Dia berbicara bukan hanya tentang apa yang telah dia perjuangkan, namun juga kesimpulan yang telah dia capai.
“Tapi…aku tidak pernah berhenti berpikir. Tentang apa yang kulihat di Kimberly, dalam perjalanan ke sini, berbicara dengan pemimpin goblin. Begitu banyak hal yang mengubah perspektif saya.”
Setiap momen terlintas di benaknya. Lalu dia berbalik menghadap para penyihir.
“Dan saya berpikir: Ada peran yang harus saya mainkan.”
Dia pindah kembali ke Katie, berlutut di salju di depannya.
“Aku ingin menemukannya bersamamu. Bawa aku kembali, Katie.”
Permintaan ini membuatnya gemetar, tangannya mengepal erat, kepalanya tertunduk.
“…Anda yakin?” dia berkata. “Pikirkanlah—apakah kamu benar-benar ingin kembali ke Kimberly?”
“Bukan hanya saya. Anda di sana, Teresa di sana, Anda semua di sana. Saya tidak takut.”
“…Tapi kali ini mungkin kematianmu! Aku bahkan tidak tahu apakah aku bisa menjaga diriku tetap aman!”
Suaranya semakin keras, air mata berlinang.
Marco berpikir sejenak, lalu menoleh ke arah gadis berambut ikal itu.
“Chela, bolehkah aku meminjam topimu?”
“? Ah iya. Tentu saja.”
Chela mengeluarkan topi bertepi dari kopernya, dan Marco memakainya sambil tersenyum.
“Dengar, Katie. Pernahkah kamu melihat troll lain yang mengenakan topi sebagus ini?”

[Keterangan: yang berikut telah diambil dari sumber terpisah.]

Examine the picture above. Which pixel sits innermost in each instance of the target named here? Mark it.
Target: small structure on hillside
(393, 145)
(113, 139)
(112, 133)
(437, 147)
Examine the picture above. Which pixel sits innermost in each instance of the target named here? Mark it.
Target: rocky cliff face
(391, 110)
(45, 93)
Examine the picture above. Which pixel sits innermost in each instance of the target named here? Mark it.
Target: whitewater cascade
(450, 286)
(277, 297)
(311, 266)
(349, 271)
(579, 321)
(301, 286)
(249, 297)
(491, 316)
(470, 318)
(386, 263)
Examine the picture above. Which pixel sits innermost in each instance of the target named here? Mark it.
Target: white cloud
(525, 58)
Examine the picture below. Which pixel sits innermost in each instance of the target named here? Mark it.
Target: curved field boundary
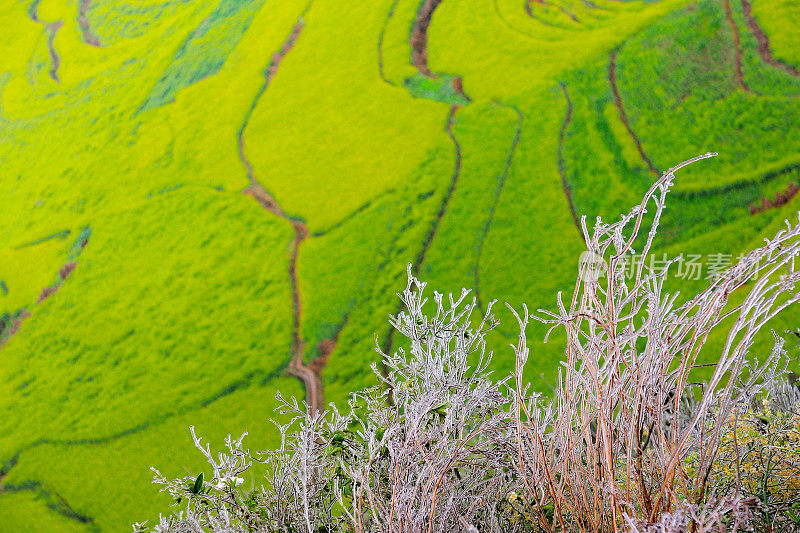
(738, 74)
(529, 9)
(561, 165)
(83, 22)
(63, 274)
(309, 375)
(763, 41)
(380, 43)
(766, 177)
(426, 243)
(419, 45)
(612, 80)
(498, 191)
(51, 28)
(419, 36)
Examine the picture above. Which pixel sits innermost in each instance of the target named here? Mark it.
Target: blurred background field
(146, 293)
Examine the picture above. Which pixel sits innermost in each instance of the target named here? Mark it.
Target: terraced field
(205, 202)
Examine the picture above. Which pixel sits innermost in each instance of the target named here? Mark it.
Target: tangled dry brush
(629, 440)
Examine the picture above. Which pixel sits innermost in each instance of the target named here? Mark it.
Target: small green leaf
(198, 484)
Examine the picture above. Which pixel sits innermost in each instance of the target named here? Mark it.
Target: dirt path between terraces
(612, 79)
(501, 182)
(419, 44)
(88, 37)
(738, 75)
(763, 41)
(310, 375)
(380, 43)
(529, 9)
(51, 28)
(561, 165)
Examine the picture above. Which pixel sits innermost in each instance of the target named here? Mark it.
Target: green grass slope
(142, 292)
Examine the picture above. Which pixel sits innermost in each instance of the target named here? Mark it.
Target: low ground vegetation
(637, 435)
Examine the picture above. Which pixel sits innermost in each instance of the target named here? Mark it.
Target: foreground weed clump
(629, 441)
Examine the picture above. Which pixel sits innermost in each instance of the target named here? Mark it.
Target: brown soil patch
(763, 41)
(54, 59)
(738, 75)
(782, 198)
(310, 375)
(419, 36)
(83, 22)
(561, 165)
(612, 79)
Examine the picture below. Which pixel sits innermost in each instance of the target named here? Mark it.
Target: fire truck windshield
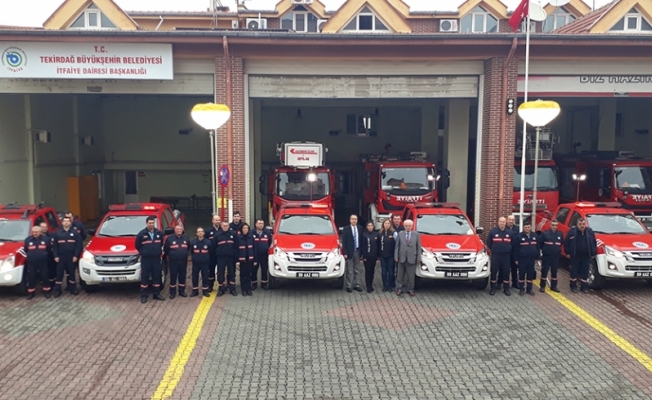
(407, 180)
(14, 231)
(638, 179)
(297, 185)
(123, 225)
(546, 178)
(443, 225)
(615, 224)
(306, 225)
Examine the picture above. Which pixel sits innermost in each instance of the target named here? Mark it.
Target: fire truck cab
(624, 243)
(392, 182)
(16, 222)
(301, 178)
(111, 256)
(306, 245)
(451, 247)
(609, 176)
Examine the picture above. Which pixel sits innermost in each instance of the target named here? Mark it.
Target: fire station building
(100, 91)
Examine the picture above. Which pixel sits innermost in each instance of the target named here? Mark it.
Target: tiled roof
(583, 24)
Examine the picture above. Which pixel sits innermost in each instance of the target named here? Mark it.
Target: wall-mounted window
(477, 21)
(366, 21)
(557, 19)
(633, 22)
(92, 18)
(364, 125)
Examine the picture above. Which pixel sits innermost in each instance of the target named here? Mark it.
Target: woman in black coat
(369, 254)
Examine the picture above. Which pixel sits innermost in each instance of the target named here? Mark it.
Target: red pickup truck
(624, 243)
(16, 222)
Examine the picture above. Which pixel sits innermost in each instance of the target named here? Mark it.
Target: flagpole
(524, 147)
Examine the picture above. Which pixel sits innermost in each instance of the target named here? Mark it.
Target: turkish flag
(519, 15)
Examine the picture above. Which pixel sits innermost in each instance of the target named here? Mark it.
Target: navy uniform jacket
(148, 247)
(176, 247)
(200, 251)
(550, 243)
(526, 246)
(37, 249)
(500, 242)
(67, 243)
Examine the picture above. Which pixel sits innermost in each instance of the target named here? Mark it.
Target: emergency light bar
(603, 204)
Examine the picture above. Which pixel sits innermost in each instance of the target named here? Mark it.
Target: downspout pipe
(229, 124)
(503, 129)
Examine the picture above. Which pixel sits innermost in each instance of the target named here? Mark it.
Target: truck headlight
(613, 252)
(88, 257)
(280, 254)
(8, 264)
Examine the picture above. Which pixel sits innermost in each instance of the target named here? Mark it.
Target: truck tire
(480, 284)
(274, 283)
(88, 288)
(596, 281)
(338, 283)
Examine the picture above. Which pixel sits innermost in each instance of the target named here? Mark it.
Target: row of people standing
(214, 254)
(52, 256)
(517, 253)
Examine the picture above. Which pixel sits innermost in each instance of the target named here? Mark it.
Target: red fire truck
(609, 176)
(302, 177)
(392, 182)
(547, 183)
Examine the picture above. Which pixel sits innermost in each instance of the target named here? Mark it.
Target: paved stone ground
(306, 340)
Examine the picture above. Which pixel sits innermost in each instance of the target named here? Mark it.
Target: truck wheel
(274, 283)
(480, 284)
(596, 281)
(338, 283)
(88, 288)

Hal terakhir yang orang harapkan akan dia katakan. Terjadi keheningan yang mencengangkan.
“…Marco…”
“… Menceritakan sebuah lelucon…”
Katie tersenyum di sela-sela air matanya dan menyeka matanya. Menerima apa yang dia rasakan—bahwa pikirannya sudah bulat.

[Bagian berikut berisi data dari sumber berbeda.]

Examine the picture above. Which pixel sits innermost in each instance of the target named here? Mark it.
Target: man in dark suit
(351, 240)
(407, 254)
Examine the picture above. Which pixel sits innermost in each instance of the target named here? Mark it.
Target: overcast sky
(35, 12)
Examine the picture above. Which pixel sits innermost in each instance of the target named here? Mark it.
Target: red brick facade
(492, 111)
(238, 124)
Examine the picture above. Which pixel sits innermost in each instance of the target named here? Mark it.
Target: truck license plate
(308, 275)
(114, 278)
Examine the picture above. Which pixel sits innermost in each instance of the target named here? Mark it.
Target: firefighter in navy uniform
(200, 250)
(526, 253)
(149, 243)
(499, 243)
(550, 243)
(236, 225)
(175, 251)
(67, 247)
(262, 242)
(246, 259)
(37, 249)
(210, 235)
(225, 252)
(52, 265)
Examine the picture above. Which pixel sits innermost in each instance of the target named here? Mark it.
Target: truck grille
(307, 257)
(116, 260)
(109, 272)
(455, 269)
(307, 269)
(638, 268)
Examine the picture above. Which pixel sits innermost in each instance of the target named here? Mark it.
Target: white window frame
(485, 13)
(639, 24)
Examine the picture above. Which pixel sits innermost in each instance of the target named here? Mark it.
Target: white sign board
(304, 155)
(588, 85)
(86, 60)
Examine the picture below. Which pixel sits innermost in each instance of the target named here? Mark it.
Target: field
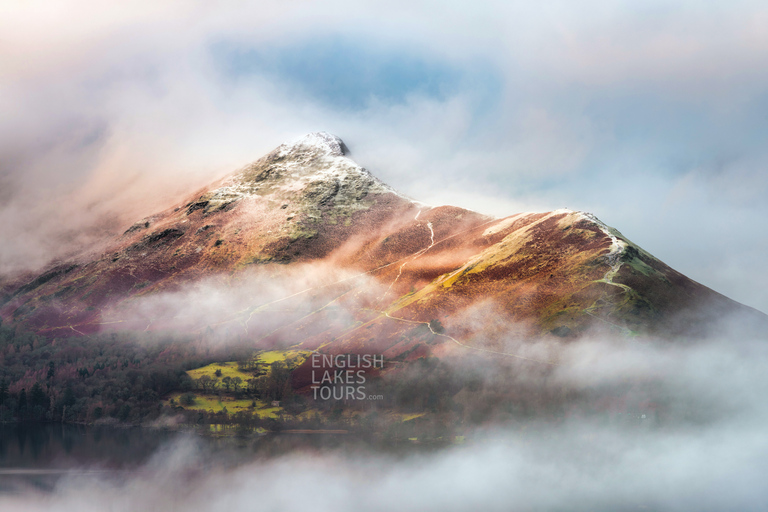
(214, 403)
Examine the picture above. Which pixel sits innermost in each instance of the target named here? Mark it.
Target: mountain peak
(315, 142)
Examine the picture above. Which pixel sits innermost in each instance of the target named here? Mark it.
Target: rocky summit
(408, 278)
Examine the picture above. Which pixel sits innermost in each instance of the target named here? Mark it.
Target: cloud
(705, 451)
(499, 106)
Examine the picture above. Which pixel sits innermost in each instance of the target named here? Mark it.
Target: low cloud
(705, 451)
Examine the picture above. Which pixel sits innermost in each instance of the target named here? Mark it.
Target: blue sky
(652, 115)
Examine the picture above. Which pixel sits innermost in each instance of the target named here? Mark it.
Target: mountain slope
(386, 273)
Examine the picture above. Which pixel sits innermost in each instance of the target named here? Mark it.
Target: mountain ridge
(561, 273)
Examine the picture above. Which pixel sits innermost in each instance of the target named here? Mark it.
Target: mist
(706, 451)
(648, 116)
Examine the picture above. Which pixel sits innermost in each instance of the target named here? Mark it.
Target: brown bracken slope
(387, 273)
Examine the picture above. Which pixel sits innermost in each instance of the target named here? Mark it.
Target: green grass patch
(214, 403)
(228, 369)
(272, 356)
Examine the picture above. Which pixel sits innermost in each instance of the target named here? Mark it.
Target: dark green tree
(3, 391)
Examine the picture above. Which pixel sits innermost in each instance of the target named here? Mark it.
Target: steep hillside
(385, 273)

“……Tidak pernah,” katanya. “Mana ada!”
“Aku tahu. Jadi… sayang sekali kalau aku dibiarkan begitu saja.”
“…Ha ha. Poin sudah diambil.”
Katie meraih tangan Marco. Meremas jemarinya yang besar—lalu kembali menatap teman-temannya.
“Ayo semuanya. Marco sudah menentukan pilihannya.”
“Ya.”
“Memang benar!”
“Menantikannya, Marco.”
Mereka semua merayakan keputusan temannya.

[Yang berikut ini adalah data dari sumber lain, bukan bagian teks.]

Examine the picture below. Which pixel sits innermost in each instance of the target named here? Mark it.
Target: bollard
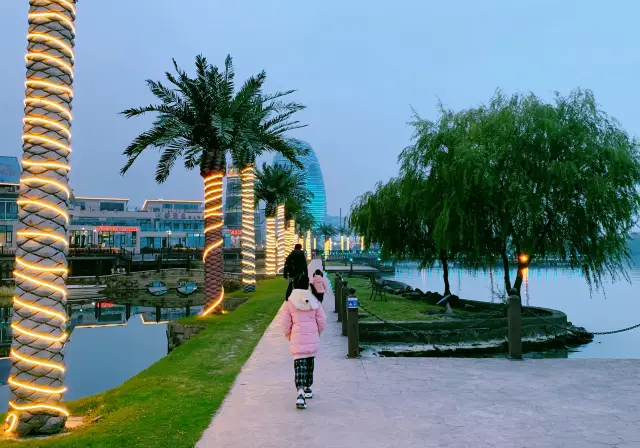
(343, 306)
(353, 334)
(514, 312)
(337, 290)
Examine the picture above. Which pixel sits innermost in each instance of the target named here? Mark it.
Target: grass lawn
(172, 402)
(396, 308)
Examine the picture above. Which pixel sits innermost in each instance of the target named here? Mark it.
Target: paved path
(428, 402)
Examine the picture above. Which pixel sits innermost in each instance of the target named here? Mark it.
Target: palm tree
(328, 231)
(201, 120)
(39, 320)
(274, 184)
(269, 120)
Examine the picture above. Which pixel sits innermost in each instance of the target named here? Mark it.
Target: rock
(448, 311)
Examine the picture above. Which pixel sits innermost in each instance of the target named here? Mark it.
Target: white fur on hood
(304, 300)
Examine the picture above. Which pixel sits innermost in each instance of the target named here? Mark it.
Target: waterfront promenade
(428, 402)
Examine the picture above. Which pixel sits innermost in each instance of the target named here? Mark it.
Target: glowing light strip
(37, 362)
(43, 164)
(39, 406)
(19, 329)
(213, 307)
(212, 192)
(26, 180)
(46, 140)
(62, 17)
(45, 205)
(34, 55)
(213, 227)
(51, 85)
(40, 283)
(280, 239)
(37, 99)
(248, 224)
(53, 236)
(50, 123)
(12, 421)
(60, 316)
(270, 258)
(44, 390)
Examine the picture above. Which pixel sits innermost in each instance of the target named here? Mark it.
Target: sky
(359, 67)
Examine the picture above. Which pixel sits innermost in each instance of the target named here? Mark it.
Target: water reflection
(615, 306)
(103, 356)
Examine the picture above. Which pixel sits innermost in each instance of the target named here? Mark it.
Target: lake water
(104, 356)
(615, 306)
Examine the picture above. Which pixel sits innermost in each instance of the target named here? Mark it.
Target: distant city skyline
(358, 66)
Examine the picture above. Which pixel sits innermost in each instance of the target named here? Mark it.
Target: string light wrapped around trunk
(39, 321)
(248, 230)
(270, 255)
(280, 240)
(212, 255)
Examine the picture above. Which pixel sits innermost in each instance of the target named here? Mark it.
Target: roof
(9, 170)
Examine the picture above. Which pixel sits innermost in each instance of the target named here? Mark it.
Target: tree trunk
(445, 272)
(248, 230)
(213, 255)
(280, 240)
(505, 266)
(270, 252)
(40, 317)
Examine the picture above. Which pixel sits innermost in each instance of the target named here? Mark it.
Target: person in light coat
(303, 320)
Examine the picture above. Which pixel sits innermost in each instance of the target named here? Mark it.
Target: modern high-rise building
(314, 180)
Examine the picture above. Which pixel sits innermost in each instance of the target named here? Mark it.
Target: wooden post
(514, 314)
(353, 333)
(339, 298)
(343, 307)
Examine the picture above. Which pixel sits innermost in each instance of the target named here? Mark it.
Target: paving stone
(428, 402)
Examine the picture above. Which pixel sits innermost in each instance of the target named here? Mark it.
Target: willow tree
(558, 179)
(264, 131)
(274, 185)
(39, 321)
(201, 120)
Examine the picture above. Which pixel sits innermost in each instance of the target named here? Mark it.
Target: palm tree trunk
(280, 236)
(212, 256)
(270, 255)
(40, 320)
(248, 230)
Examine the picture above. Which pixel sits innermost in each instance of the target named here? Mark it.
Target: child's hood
(303, 300)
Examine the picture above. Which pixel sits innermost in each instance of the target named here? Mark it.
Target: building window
(6, 236)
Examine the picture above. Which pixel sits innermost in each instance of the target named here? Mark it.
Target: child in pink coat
(303, 321)
(319, 285)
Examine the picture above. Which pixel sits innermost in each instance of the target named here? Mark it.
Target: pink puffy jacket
(303, 320)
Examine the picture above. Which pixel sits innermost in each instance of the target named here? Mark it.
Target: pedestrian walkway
(427, 402)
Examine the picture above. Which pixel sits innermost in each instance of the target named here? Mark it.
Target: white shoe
(308, 393)
(300, 402)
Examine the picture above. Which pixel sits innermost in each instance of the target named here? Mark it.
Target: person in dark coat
(295, 266)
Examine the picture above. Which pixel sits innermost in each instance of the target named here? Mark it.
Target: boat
(187, 288)
(157, 288)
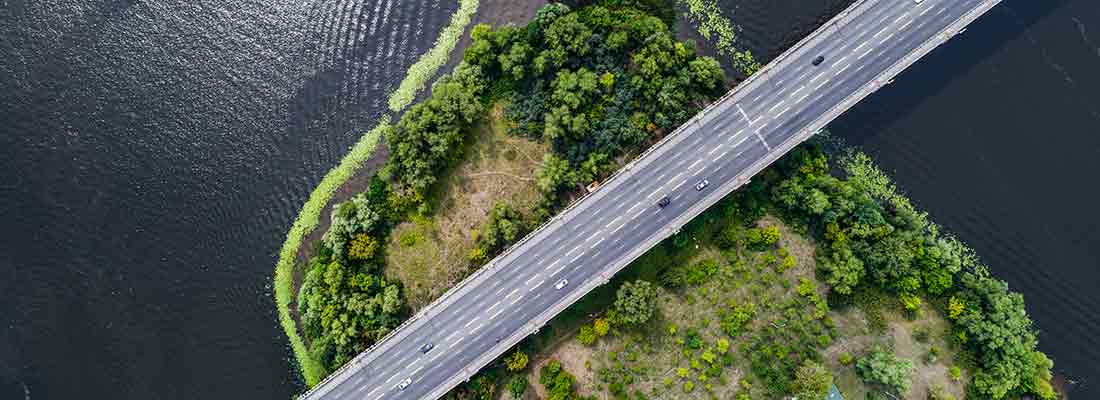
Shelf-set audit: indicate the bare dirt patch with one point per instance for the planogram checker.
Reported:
(429, 255)
(902, 337)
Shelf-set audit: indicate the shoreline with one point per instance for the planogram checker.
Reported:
(289, 274)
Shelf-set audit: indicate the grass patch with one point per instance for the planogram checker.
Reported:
(429, 254)
(429, 63)
(415, 79)
(306, 221)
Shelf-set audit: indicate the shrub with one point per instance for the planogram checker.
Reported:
(517, 386)
(812, 381)
(883, 368)
(587, 335)
(634, 303)
(601, 326)
(516, 360)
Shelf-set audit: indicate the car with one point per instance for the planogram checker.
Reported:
(404, 384)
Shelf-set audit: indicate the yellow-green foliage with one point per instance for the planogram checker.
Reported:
(430, 62)
(311, 369)
(415, 79)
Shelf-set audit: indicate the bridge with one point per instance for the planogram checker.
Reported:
(781, 106)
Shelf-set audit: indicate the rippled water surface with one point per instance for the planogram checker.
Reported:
(152, 157)
(153, 154)
(996, 135)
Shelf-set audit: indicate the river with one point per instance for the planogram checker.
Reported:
(994, 135)
(153, 154)
(152, 157)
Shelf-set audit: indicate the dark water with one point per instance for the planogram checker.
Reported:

Teresa bergegas naik ke bahunya dan berbisik di telinganya, “Kupikir ini selamat tinggal.”
“Tidak. Maaf, Teresa.”
Mereka sudah selesai di sini. Mereka kembali naik kereta luncur Kalervo dan meninggalkan desa troll. Marco sendirian menoleh ke belakang, memperhatikan saudara-saudaranya hingga mereka hilang dari pandangan.
“…Selamat tinggal ,” bisiknya—dan tidak berbalik lagi.